Zobacz kolejne plansze. Przesuwaj zdjęcia w prawo - naciśnij strzałkę lub przycisk "NASTĘPNE"

6/23
E – Egzekucja – ponieważ inaczej nie da się nazwać...

E – Egzekucja – ponieważ inaczej nie da się nazwać niektórych ataków, jakie Psycho Fans planowali na pseudokibiców innych drużyn.

- Podjęliśmy decyzję, że „Romek” (Daniel D. - przyp. red.) ma zostać „zrobiony do spodu”. To znacz, trzeba było pobić go tak, żeby wylądował na wózku inwalidzkim albo wykrwawił się na śmierć. Wtedy nie ma zarzutu zabójstwa, co najwyżej pobicia ze skutkiem śmiertelnym - zeznał Łukasz B. ps. „Baluś”.

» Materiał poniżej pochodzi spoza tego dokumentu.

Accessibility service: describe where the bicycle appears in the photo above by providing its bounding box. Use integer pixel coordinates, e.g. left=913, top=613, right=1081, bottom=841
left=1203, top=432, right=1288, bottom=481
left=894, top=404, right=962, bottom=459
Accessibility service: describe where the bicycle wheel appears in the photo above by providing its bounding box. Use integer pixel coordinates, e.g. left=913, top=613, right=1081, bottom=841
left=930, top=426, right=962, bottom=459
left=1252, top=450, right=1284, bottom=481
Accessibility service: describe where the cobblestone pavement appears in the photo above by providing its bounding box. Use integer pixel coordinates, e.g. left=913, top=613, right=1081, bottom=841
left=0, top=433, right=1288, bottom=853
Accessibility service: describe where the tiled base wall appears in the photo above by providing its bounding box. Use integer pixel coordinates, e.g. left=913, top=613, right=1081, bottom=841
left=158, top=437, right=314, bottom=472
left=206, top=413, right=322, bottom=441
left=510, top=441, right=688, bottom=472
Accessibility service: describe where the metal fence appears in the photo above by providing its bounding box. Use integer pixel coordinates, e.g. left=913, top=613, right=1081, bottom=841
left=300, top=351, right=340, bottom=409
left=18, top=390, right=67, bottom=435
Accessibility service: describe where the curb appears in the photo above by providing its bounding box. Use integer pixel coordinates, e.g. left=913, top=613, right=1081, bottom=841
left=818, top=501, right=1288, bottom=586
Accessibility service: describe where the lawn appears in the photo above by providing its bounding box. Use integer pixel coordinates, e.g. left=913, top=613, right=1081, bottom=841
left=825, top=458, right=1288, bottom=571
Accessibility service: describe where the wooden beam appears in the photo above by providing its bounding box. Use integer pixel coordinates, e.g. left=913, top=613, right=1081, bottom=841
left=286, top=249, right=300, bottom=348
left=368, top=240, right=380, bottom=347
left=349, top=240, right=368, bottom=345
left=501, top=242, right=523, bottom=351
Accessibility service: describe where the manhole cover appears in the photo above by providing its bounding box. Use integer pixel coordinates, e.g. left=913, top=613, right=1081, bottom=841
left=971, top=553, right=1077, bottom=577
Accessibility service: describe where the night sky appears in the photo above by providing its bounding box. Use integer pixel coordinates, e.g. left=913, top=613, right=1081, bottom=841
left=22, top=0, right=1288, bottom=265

„Romek” to szef chuliganów GKS-u Katowice. Psycho Fans tak naprawdę wydali na niego wyrok śmierci. Ten prawie udało się wykonać.

- Uderzyłem go ze trzy razy maczetą w okolice ręki, żeby nie było wstydu. On krzyczał: „Chłopcy, zostawcie mnie, bo mnie zabijecie!”, ale „Dzidek” (Daniel U. - przyp. red.) nadal go obrabiał. Uderzał maczetą oburącz. Jak „Dzidek” obrabiał go maczetą, to mięso aż latało w powietrzu - mówił „Baluś”.

„Romek” cudem uszedł z życiem. Jakiś czas po ataku wybudził się ze śpiączki.

W podobny sposób członkowie PF skatowali Radosława P. ps. „Lotek” - chuligana Górnika Zabrze. Mężczyznę zostawili nieprzytomnego na terenie jednej ze szkół w Rudzie Śląskiej. Ten z rozległymi obrażeniami wewnętrznymi i połamanymi kończynami trafił do szpitala. Przeżył.

7/23
F – Flagi – to dla kibiców piłkarskich świętość. W Polsce...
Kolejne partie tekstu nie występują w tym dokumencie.